How to Connect to a Kerberized HDFS From the Denodo Lakehouse Accelerator Data Source¶
The connection to a kerberized HDFS is slightly different for the Denodo Lakehouse Accelerator (formerly known as Denodo Embedded MPP) data source than for regular ones. The following configuration applies for both Object Storage and Bulk Load configuration. In order to configure the connection, first start by configuring the target file system and the target uris, as shown in the picture:
Then, the authentication has to be configured. There are supported three different authentication mechanisms:
Simple: connect to the HDFS with the specified user.
Kerberos user & password: connects to the HDFS with the specified client principal and password.

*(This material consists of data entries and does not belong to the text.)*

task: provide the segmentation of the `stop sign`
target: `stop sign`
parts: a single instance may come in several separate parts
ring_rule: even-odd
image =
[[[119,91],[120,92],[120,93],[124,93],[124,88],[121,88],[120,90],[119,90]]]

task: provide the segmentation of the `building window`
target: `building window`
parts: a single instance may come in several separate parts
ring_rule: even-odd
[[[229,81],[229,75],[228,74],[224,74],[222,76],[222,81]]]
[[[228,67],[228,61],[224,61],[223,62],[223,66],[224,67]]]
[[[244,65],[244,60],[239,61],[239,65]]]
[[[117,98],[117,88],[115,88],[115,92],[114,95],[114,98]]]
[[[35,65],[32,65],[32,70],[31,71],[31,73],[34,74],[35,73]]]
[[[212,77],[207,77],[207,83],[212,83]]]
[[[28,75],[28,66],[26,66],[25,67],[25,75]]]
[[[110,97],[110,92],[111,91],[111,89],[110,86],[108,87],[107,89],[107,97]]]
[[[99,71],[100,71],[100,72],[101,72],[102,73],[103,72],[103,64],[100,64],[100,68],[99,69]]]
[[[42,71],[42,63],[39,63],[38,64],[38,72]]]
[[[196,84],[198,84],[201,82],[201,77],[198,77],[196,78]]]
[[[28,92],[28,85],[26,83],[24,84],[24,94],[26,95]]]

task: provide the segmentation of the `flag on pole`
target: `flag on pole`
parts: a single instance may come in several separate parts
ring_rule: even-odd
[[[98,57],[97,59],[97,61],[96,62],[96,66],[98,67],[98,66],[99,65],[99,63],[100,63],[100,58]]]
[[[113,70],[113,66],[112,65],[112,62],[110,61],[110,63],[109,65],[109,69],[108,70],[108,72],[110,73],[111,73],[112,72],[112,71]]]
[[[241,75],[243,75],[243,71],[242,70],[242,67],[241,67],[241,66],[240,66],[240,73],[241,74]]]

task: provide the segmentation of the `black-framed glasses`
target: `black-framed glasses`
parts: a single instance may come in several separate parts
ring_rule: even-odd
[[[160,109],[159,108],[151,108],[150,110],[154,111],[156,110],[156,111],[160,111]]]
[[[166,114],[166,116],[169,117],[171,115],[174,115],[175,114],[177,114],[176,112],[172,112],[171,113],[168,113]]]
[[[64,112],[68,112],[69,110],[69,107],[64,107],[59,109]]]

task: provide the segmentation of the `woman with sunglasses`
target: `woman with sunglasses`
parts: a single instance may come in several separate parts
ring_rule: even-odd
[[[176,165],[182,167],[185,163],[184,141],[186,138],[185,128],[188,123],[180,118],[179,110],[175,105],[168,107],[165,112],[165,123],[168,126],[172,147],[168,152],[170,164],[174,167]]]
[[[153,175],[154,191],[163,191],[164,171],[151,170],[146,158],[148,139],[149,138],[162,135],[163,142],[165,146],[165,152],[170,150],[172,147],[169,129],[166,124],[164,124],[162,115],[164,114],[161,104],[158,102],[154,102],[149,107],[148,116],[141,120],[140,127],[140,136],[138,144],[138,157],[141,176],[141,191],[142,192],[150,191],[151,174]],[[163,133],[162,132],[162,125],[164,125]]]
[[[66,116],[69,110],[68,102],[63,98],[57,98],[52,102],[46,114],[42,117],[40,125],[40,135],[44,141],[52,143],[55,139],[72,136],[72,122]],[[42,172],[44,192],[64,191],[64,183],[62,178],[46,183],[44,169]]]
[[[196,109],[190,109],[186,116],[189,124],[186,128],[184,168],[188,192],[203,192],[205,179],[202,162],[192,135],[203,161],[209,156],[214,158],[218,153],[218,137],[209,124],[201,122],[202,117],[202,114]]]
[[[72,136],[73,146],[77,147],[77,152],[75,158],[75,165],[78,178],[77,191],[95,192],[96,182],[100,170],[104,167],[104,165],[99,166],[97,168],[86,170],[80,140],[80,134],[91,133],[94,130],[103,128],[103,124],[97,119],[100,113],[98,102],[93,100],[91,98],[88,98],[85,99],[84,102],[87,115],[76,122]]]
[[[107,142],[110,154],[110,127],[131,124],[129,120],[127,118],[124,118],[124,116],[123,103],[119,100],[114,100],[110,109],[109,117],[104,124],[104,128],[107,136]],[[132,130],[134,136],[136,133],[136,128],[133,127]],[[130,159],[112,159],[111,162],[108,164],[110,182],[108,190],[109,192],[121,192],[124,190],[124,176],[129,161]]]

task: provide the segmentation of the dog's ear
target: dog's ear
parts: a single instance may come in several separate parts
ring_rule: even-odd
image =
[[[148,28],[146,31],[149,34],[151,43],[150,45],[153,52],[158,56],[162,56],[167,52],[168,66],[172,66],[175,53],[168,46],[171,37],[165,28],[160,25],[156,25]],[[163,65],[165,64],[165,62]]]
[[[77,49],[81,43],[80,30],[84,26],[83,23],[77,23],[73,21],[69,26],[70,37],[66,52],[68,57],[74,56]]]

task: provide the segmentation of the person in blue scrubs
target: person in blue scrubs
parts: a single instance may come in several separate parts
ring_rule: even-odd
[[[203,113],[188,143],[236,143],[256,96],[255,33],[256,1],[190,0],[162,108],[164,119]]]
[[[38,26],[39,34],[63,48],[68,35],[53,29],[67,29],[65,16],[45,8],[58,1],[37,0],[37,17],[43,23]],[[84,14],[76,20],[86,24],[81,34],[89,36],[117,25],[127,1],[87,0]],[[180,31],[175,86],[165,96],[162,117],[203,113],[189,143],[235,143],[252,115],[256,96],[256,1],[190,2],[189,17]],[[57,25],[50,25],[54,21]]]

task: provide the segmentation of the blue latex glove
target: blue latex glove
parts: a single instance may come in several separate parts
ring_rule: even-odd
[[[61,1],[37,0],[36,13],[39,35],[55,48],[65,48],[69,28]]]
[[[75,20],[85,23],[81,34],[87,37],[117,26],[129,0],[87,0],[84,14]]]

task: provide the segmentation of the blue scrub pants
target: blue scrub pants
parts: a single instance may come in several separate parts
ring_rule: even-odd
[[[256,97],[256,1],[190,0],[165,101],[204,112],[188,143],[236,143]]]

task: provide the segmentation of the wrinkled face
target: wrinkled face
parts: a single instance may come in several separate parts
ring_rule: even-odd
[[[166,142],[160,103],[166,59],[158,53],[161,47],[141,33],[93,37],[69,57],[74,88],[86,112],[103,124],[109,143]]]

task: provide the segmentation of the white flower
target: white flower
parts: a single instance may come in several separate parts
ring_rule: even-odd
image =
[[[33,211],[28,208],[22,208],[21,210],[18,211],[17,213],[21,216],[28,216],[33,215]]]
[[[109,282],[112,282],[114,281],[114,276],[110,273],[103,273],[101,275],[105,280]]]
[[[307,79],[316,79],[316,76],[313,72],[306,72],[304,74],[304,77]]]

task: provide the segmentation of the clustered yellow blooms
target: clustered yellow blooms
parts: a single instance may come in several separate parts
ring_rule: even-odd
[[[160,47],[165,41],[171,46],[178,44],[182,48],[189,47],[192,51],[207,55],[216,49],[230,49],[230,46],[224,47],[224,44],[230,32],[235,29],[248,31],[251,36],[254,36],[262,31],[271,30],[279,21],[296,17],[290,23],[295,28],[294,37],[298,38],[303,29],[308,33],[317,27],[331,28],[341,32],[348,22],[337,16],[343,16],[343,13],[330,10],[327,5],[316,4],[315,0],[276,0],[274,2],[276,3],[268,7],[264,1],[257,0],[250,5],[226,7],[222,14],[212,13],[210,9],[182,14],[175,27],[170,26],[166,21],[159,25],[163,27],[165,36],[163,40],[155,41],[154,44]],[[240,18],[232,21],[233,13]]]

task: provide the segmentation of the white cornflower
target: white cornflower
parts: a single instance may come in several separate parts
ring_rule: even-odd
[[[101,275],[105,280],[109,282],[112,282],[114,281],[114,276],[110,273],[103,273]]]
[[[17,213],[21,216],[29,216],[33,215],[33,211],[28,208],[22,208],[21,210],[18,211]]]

Kerberos with keytab: connects to the HDFS with the specified client and keytab
Finally, a krb5.conf configuration file must exist on the host machine to be able to connect to Kerberos (see Providing a Krb5 File for Kerberos Authentication).
The Denodo Lakehouse Accelerator has some limitations when dealing with Kerberos secured catalogs:
It is not possible to configure two different catalogs accessing different HDFS where one is secured using Kerberos and the other is not. In this scenario, the Denodo Lakehouse Accelerator is not able to access the HDFS that does not use Kerberos.
It is not possible to create a base view from data in Delta Lake format inside an HDFS.
Kerberos Constrained Delegation is not supported.